En el año 2014 se puso en marcha una nueva fase de agresión contra Venezuela. Apenas a unos meses de que Nicolás Maduro fuese electo Presidente, la derecha venezolana respaldada por la Casa Blanca activó “La Salida”, y con ella se inicia la construcción de una épica protagonizada por el opositor Leopoldo López. Wikileaks daría cuenta de ello en los cables filtrados.

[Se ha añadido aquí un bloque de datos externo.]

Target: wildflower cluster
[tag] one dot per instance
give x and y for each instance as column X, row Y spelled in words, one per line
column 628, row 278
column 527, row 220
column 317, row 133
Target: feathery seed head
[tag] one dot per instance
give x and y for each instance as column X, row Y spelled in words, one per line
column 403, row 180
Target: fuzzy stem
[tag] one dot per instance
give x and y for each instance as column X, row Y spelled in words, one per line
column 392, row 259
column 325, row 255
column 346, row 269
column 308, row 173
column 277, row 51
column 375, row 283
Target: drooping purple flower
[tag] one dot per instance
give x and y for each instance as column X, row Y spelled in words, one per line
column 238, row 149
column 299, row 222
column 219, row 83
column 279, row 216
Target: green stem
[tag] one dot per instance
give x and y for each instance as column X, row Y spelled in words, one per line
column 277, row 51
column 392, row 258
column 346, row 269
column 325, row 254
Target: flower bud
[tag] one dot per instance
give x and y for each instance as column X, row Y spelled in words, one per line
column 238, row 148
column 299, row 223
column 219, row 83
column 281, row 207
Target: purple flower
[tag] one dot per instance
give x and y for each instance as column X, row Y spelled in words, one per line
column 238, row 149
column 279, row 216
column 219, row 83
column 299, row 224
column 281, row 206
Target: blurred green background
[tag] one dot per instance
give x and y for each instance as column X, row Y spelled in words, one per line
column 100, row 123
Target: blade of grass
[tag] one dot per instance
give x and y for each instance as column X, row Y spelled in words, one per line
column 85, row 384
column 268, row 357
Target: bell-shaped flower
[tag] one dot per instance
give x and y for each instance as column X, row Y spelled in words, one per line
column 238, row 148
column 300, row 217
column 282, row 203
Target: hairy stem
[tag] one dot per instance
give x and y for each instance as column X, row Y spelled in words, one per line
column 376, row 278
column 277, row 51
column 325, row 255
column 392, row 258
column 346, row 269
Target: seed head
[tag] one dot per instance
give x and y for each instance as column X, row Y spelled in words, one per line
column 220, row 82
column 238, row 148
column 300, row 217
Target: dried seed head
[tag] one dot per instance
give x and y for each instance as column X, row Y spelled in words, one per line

Un guión construido desde laboratorios, le vendía al mundo la figura heroificada de un líder joven, profesional, preso y torturado, a manos de una narcodictadura; con una esposa afligida que recorría el mundo clamando justicia. La realidad es que detrás de la puesta en escena realmente lo hubo fue el llamado a la insurrección y a la violencia, marchas, acciones terroristas, más de 47 familias venezolanas enlutadas por la muerte de sus familiares a causa de las llamadas Guarimbas, sin contar las pérdidas materiales millonarias  debido al destrozo de los espacios públicos. Al mismo tiempo, y en nombre de la libertad y del afligido pueblo venezolano, Lilian Tintori articulaba en torno a sí y a la figura de su esposo detenido, una compleja red de recaudación de fondos y financiamiento internacional, cuyos recursos fueron destinados a negocios familiares y a sostener la agenda de conspiración y desestabilización en contra de Venezuela.

La narrativa protagonizada por los López-Tintori, logró volcar los ojos del mundo hacia Venezuela, y construir el marco propicio para que Estados Unidos estrenara su nueva arma de guerra: las medidas coercitivas unilaterales o sanciones, cuya primera expresión se encuentra en La Ley De Defensa De Los Derechos Humanos Y Sociedad Civil De Venezuela promulgada por Barack Obama ese mismo año.